# Lab 01: NumPy Fundamentals

**ING3513 - Introduction to Artificial Intelligence and Machine Learning**

NumPy (Numerical Python) is the foundation of scientific computing in Python. Almost every ML library (scikit-learn, TensorFlow, PyTorch) uses NumPy arrays under the hood.

**What you'll learn:**

- Creating and manipulating arrays
- Indexing and slicing
- Vectorized operations (and why they matter)
- Common mathematical functions


In [None]:
import numpy as np

print(f"NumPy version: {np.__version__}")

## 1. Creating Arrays

NumPy arrays are more efficient than Python lists for numerical operations. Let's explore different ways to create them.


In [None]:
# From a Python list
arr1 = np.array([1, 2, 3, 4, 5])
print("From list:", arr1)

# 2D array (matrix)
arr2d = np.array([[1, 2, 3], [4, 5, 6]])
print("\n2D array:\n", arr2d)

# Array of zeros
zeros = np.zeros((3, 4))
print("\nZeros (3x4):\n", zeros)

# Array of ones
ones = np.ones((2, 3))
print("\nOnes (2x3):\n", ones)

# Range of values
range_arr = np.arange(0, 10, 2)  # start, stop, step
print("\nRange (0 to 10, step 2):", range_arr)

# Evenly spaced values
linspace_arr = np.linspace(0, 1, 5)  # start, stop, num_points
print("\nLinspace (5 points from 0 to 1):", linspace_arr)

## 2. Array Properties

Understanding array properties is essential for debugging and working with ML libraries.


In [None]:
arr = np.array([[1, 2, 3], [4, 5, 6]])

print("Array:\n", arr)
print("\nShape:", arr.shape)  # (rows, columns)
print("Number of dimensions:", arr.ndim)
print("Data type:", arr.dtype)
print("Total elements:", arr.size)

# Reshaping arrays
reshaped = arr.reshape(3, 2)
print("\nReshaped to (3, 2):\n", reshaped)

# Flattening to 1D
flat = arr.flatten()
print("\nFlattened:", flat)

## 3. Indexing and Slicing

Accessing elements in NumPy arrays is similar to Python lists, but more powerful for multi-dimensional arrays.


In [None]:
# 1D array indexing
arr1d = np.array([10, 20, 30, 40, 50])
print("Array:", arr1d)
print("First element:", arr1d[0])
print("Last element:", arr1d[-1])
print("Elements 1-3:", arr1d[1:4])

# 2D array indexing
arr2d = np.array([[1, 2, 3], [4, 5, 6], [7, 8, 9]])
print("\n2D Array:\n", arr2d)
print("\nElement at row 1, col 2:", arr2d[1, 2])
print("First row:", arr2d[0])
print("First column:", arr2d[:, 0])
print("Subarray (first 2 rows, last 2 cols):\n", arr2d[:2, 1:])

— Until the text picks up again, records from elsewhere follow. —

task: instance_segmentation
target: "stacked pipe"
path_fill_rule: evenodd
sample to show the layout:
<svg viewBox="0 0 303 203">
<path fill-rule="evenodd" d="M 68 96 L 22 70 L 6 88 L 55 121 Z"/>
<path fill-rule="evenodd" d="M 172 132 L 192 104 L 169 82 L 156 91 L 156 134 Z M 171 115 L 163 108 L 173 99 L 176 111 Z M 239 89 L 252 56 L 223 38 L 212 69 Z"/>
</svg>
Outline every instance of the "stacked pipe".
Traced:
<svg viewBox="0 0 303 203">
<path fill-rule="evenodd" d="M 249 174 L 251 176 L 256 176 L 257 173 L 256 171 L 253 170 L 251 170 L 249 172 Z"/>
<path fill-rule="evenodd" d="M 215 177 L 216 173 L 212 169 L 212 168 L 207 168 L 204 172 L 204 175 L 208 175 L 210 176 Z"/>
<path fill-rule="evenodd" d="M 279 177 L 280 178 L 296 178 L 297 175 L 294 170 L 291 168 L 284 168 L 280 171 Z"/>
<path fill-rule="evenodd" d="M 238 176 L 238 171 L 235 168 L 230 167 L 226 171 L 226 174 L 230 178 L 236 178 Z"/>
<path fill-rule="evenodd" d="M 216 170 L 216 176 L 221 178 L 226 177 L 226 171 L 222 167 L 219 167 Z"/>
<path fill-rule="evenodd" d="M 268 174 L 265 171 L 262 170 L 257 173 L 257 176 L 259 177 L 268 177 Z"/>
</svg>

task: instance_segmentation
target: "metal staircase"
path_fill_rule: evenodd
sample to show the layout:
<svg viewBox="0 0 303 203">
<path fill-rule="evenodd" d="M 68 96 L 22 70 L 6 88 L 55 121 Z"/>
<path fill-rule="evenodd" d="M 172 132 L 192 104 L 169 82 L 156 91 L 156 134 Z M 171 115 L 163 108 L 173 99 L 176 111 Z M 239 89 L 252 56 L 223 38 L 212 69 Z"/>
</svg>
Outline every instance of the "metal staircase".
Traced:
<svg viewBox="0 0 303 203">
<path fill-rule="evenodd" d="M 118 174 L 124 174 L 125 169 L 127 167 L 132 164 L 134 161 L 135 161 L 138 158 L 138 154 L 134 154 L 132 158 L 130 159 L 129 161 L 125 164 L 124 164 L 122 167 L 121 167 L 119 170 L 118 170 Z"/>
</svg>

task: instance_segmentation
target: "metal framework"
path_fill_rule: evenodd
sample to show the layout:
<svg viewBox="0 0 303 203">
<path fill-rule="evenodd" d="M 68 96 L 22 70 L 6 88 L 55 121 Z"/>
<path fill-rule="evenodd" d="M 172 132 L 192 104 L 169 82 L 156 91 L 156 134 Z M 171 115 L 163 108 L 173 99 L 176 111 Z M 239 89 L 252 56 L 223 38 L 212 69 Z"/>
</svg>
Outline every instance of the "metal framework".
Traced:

## 4. Vectorized Operations

This is where NumPy shines! Operations are applied to entire arrays without explicit loops, making code both cleaner and **much faster**.


In [None]:
arr = np.array([1, 2, 3, 4, 5])

# Element-wise operations
print("Original:", arr)
print("Add 10:", arr + 10)
print("Multiply by 2:", arr * 2)
print("Square:", arr**2)

# Operations between arrays
arr2 = np.array([10, 20, 30, 40, 50])
print("\nArray 1:", arr)
print("Array 2:", arr2)
print("Sum:", arr + arr2)
print("Product:", arr * arr2)

### Why Vectorization Matters

Let's compare the speed of a loop vs. vectorized operations:


In [None]:
import time

# Create a large array
np.random.seed(42)  # For reproducibility
large_arr = np.random.rand(1_000_000)

# Using a Python loop
start = time.time()
result_loop = [x * 2 for x in large_arr]
loop_time = time.time() - start

# Using NumPy vectorization
start = time.time()
result_numpy = large_arr * 2
numpy_time = time.time() - start

print(f"Python loop: {loop_time:.4f} seconds")
print(f"NumPy vectorized: {numpy_time:.4f} seconds")
print(f"NumPy is {loop_time / numpy_time:.1f}x faster!")

## 5. Boolean Indexing

Filter arrays based on conditions - extremely useful for data processing.


In [None]:
arr = np.array([1, 5, 3, 8, 2, 9, 4, 7])

# Create a boolean mask
mask = arr > 5
print("Array:", arr)
print("Mask (arr > 5):", mask)

# Use the mask to filter
print("Values > 5:", arr[mask])
print("Values <= 5:", arr[arr <= 5])

# Combining conditions
print("Values between 3 and 7:", arr[(arr >= 3) & (arr <= 7)])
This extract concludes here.